Conheça Sylvinho, o técnico brasileiro que levou a Albânia à Euro

Nota do Editor: Este artigo foi publicado originalmente em português em 16 de novembro, durante o recente intervalo internacional. Nós o traduzimos para o inglês. A Albânia qualificou-se com sucesso para o Euro 2024.

São 7h45 de uma quinta-feira normal. Sylvinho já está na recepção do seu hotel em Tirana, pronto para o café da manhã: pão integral, frutas e café para começar o dia, além de uma análise aprofundada da seleção das Ilhas Faroé. A rotina do técnico brasileiro de 49 anos, que assumiu o comando da seleção albanesa durante nove meses, alterna entre dias no escritório, viagens pela Europa e trabalho em campo.

A Albânia precisava de vencer as duas últimas rondas das eliminatórias para o Euro 2024 para garantir pela segunda vez um lugar na principal competição internacional do continente, e fê-lo depois de um empate 1-1 com a Moldávia.

– Transmissão na ESPN+: LaLiga, Bundesliga e mais (EUA)

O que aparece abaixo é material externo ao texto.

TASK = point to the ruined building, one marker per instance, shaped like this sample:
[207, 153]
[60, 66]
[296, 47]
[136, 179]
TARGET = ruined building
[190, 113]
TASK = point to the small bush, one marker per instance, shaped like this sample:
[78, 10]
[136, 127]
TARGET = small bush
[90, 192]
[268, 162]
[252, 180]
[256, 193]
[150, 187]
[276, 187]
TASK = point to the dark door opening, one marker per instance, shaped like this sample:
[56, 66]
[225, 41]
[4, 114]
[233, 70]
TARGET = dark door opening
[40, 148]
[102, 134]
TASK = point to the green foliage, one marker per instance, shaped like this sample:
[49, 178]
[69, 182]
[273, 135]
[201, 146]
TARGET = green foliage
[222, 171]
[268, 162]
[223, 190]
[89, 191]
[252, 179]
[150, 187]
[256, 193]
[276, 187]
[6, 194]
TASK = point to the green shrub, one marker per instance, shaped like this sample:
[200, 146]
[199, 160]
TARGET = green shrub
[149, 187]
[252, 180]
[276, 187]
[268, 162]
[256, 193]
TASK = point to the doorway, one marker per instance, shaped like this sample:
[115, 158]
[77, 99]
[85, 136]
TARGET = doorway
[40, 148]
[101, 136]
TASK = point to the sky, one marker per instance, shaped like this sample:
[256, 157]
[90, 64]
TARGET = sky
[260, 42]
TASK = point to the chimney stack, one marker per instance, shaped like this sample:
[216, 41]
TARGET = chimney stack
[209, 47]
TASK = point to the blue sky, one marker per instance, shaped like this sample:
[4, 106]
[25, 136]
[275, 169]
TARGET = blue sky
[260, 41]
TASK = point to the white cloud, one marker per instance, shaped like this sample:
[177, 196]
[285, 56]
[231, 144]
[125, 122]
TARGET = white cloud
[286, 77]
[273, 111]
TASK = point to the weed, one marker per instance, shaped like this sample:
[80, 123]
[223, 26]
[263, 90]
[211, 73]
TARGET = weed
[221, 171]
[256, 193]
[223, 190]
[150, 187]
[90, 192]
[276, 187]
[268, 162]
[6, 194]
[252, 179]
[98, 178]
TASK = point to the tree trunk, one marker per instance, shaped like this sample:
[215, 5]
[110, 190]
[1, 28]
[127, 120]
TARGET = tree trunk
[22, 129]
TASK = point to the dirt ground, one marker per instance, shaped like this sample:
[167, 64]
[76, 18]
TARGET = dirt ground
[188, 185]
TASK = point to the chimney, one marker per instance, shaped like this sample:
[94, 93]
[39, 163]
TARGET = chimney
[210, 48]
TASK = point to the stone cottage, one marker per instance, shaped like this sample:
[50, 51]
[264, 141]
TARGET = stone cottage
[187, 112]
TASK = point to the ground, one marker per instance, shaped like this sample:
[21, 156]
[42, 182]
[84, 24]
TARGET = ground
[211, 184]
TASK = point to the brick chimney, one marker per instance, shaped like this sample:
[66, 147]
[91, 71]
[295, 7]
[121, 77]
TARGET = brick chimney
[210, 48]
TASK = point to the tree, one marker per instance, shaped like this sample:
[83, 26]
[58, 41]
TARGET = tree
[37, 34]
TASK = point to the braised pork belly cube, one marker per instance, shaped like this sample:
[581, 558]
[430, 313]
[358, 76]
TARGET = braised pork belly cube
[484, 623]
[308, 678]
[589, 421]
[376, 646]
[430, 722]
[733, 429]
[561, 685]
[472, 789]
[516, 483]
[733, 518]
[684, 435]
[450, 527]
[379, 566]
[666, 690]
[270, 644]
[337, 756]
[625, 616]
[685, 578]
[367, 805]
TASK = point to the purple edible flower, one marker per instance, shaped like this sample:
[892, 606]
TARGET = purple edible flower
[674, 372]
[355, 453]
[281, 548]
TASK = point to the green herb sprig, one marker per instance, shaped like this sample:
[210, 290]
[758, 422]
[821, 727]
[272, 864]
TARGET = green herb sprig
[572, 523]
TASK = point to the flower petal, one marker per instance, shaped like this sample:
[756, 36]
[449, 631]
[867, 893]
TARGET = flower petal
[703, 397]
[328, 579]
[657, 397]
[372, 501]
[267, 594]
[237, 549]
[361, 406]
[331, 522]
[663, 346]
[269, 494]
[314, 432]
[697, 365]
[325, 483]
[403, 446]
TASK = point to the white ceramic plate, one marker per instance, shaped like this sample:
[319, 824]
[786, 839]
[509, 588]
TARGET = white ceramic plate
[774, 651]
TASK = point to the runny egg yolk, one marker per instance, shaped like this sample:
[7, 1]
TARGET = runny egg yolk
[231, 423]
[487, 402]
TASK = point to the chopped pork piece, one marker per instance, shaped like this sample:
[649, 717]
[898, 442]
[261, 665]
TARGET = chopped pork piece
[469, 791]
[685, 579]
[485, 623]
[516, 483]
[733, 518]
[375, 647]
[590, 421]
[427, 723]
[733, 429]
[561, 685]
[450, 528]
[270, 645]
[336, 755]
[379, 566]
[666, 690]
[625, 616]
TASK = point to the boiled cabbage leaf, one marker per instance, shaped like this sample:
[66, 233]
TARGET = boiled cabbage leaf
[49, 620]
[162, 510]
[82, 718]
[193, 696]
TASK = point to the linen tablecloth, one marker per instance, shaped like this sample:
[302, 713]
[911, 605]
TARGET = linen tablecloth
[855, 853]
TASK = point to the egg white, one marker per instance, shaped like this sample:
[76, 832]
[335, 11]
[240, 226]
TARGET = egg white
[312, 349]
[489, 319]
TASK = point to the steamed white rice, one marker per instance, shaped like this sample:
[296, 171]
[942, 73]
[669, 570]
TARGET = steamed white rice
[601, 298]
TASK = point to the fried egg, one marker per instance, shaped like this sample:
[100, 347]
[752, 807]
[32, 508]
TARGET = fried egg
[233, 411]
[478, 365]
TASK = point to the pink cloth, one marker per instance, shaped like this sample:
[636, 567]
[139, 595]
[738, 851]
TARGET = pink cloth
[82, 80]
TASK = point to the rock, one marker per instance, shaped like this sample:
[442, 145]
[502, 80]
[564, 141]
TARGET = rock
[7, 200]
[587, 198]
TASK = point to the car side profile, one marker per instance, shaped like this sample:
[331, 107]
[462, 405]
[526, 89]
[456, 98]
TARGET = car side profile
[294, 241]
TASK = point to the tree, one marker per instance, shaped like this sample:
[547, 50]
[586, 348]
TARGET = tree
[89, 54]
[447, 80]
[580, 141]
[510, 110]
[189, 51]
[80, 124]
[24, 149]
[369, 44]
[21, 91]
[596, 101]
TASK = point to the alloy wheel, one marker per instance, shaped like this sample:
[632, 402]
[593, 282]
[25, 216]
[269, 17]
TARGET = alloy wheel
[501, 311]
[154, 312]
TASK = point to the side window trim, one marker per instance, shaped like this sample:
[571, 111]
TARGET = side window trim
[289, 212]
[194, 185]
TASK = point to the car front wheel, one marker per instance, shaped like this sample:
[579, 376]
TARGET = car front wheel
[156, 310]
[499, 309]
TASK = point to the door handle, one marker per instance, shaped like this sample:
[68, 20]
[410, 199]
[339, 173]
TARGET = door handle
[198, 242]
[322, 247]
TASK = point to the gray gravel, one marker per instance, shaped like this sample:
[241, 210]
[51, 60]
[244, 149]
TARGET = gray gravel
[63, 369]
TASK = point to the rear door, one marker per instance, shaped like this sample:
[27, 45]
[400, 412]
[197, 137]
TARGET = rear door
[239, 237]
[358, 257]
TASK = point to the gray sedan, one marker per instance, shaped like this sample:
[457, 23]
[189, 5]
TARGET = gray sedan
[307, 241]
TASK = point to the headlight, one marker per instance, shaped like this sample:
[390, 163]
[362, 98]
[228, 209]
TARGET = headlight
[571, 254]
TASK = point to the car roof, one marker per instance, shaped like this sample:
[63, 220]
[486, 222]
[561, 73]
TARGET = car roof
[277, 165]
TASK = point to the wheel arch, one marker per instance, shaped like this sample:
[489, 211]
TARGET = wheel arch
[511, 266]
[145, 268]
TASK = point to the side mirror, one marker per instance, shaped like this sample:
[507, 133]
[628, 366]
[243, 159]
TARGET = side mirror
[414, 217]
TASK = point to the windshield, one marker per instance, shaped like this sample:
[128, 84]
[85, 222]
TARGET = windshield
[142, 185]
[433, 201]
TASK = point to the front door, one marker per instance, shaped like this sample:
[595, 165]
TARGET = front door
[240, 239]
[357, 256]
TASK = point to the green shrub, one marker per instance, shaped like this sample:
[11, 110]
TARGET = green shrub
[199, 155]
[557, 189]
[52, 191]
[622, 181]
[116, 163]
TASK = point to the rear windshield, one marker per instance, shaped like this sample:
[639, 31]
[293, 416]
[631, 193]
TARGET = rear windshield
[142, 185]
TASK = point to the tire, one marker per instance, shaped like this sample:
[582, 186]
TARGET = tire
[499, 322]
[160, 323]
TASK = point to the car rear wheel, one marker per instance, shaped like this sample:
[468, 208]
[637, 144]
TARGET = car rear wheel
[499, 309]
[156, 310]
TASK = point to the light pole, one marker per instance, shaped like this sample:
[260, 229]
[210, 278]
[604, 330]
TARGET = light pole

Sylvinho foi a escolha surpresa da Federação Albanesa para treinar a seleção no início deste ano, sucedendo ao experiente italiano Eduardo Rega. A estreia de Sylvinho terminou com derrota para a Polónia, em Varsóvia, e desde então a Albânia registou quatro vitórias e um empate nas eliminatórias, resultados que os colocaram no sorteio do Euro 2024, no sábado.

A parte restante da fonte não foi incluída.